Opening up the big box of scriptural sources for even proposing this concept in the first place, and we find so much incorrect information, so many failed predictions, so many inconsistencies, that now the only rational response is, “Oh fucking please.” Even the faithful adherents, heavily invested in this somehow being plausible, cannot reach any agreement on conditions or details; there is not one theory, but a million of them. Some posit a universe only a few thousand years old; some posit that their god created all the rules as we see them. Some posit direct intervention, as in, miracles; some posit a ‘ground of being’ and vague spirituality that cannot even be defined. None of them can offer a useful explanation as to why the recurrent pharyngeal nerve, going between the brain and the throat in mammals, loops down into the chest cavity and around the aorta, or why humans are sometimes born with tails, or why radiometric dating matches so well with sedimentary deposition.
And then we return to the prediction part, and the predictions of the creation theory are, well, not much – judgment some day, though when this is to occur has been interpreted and reinterpreted so many times that it’s laughable now. But as for biological predictions, or what we might expect to find, or how to use this to our benefit? Zilch, nada, nothing, bupkiss – while we can (and do) use natural selection to predict fossil finds and virus mutation, perform gene splicing and determine what kind of organs can be transplanted, and on and on. We use it because it works, better than anything else yet proposed, and still remains quite simple.
[Another quick side note: while we knew that something carried information from a parent to offspring, the basic concept of genes, we had no idea what DNA was at the time common descent was proposed; when discovered, it fit with the predictions, but offered a few surprises on its own, including trashing the idea that the pressures an organism faced during its life could be passed on to the offspring, usually known as Lamarckism. What we found is that the genes are not altered during the life of the organism, and can only change by chance when they duplicate in reproduction.]

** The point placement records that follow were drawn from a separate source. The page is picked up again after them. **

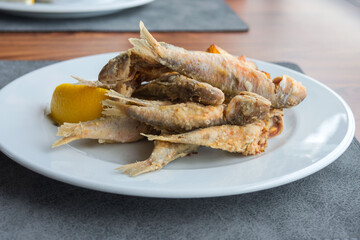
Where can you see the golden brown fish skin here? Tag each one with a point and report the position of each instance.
(111, 129)
(177, 87)
(162, 154)
(245, 108)
(121, 100)
(178, 117)
(249, 139)
(218, 50)
(289, 92)
(274, 122)
(222, 71)
(117, 69)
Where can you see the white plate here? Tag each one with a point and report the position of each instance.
(316, 133)
(70, 9)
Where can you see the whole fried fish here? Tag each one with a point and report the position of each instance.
(220, 70)
(178, 117)
(177, 87)
(246, 108)
(248, 140)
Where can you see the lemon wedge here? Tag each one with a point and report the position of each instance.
(76, 103)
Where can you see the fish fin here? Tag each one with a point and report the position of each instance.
(69, 132)
(147, 46)
(65, 140)
(135, 169)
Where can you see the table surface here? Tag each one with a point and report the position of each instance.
(321, 36)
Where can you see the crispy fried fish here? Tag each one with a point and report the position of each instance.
(246, 108)
(222, 71)
(163, 153)
(248, 140)
(177, 87)
(121, 99)
(178, 117)
(274, 122)
(107, 129)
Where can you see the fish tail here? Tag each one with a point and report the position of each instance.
(147, 46)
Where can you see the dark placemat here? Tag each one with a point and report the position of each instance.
(325, 205)
(160, 15)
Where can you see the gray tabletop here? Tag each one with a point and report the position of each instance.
(160, 15)
(325, 205)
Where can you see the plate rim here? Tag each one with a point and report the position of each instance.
(64, 9)
(232, 190)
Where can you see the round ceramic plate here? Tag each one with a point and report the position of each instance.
(70, 9)
(316, 133)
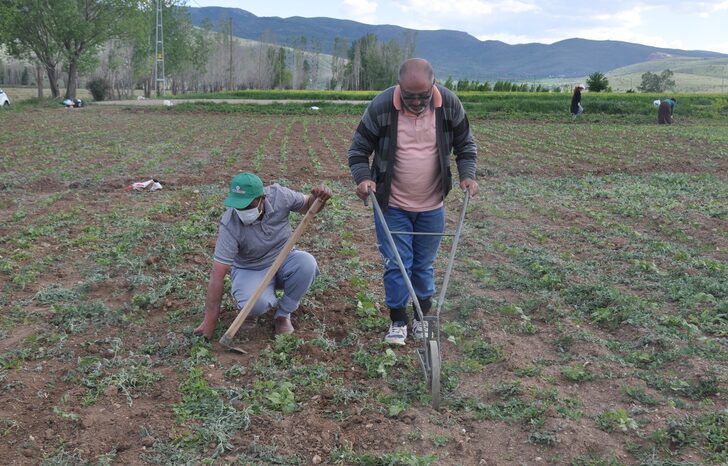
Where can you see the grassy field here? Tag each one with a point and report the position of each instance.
(586, 321)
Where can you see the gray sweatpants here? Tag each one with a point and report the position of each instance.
(295, 277)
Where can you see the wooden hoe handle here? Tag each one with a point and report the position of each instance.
(227, 338)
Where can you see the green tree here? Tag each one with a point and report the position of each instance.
(25, 29)
(186, 48)
(72, 30)
(652, 82)
(597, 82)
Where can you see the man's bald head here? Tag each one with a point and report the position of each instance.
(416, 69)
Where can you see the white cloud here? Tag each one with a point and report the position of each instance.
(623, 19)
(361, 10)
(465, 9)
(515, 38)
(707, 9)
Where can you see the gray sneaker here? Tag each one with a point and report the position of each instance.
(420, 328)
(397, 333)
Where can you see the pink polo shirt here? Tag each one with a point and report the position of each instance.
(416, 183)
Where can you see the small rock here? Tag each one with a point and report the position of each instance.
(111, 390)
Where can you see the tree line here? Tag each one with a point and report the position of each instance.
(111, 45)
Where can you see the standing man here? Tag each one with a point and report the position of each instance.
(412, 128)
(576, 108)
(252, 232)
(664, 111)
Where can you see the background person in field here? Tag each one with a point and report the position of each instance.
(412, 128)
(576, 108)
(252, 232)
(664, 111)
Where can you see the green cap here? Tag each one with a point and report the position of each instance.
(244, 188)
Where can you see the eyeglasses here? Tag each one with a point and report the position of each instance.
(423, 97)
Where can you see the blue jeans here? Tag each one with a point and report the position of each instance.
(295, 277)
(417, 253)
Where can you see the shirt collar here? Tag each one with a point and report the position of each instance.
(434, 103)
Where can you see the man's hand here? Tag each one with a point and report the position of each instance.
(322, 192)
(469, 185)
(362, 189)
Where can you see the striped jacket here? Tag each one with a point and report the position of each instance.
(377, 133)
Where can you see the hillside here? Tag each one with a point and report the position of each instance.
(453, 53)
(691, 74)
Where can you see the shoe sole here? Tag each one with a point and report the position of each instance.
(395, 342)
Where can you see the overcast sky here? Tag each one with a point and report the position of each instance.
(685, 25)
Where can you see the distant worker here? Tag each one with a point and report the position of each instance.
(576, 108)
(664, 111)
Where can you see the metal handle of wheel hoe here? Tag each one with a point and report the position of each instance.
(451, 258)
(453, 250)
(390, 240)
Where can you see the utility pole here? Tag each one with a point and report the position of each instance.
(159, 81)
(230, 69)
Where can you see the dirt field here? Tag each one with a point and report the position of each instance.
(586, 320)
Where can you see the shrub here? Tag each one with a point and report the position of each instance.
(99, 88)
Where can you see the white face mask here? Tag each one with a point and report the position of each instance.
(248, 216)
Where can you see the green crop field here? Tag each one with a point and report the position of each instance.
(586, 322)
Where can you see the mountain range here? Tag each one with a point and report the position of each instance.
(453, 54)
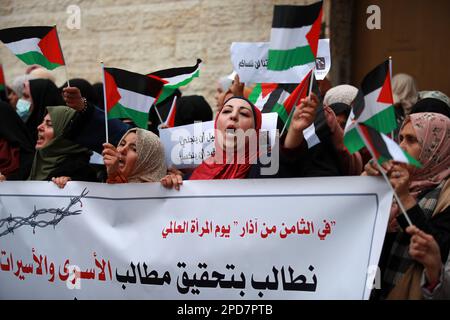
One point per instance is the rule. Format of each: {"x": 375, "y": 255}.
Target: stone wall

So with all that, it really doesn’t matter what would prove evolution wrong, as demanding as that would have to be; we still have the bare traits of life, the fossil record, the predictions, the genetic compatibilities, and all those related facts, and nothing is going to make them go away. Meanwhile, it also wouldn’t make any form of creation more plausible in the slightest – that would take a whole lot more facts to support it on its own, even if we had no such concept as evolution at all. That search has been going on for a few thousand years now so, uh, best of luck with that. Thankfully humankind can keep moving forward without them.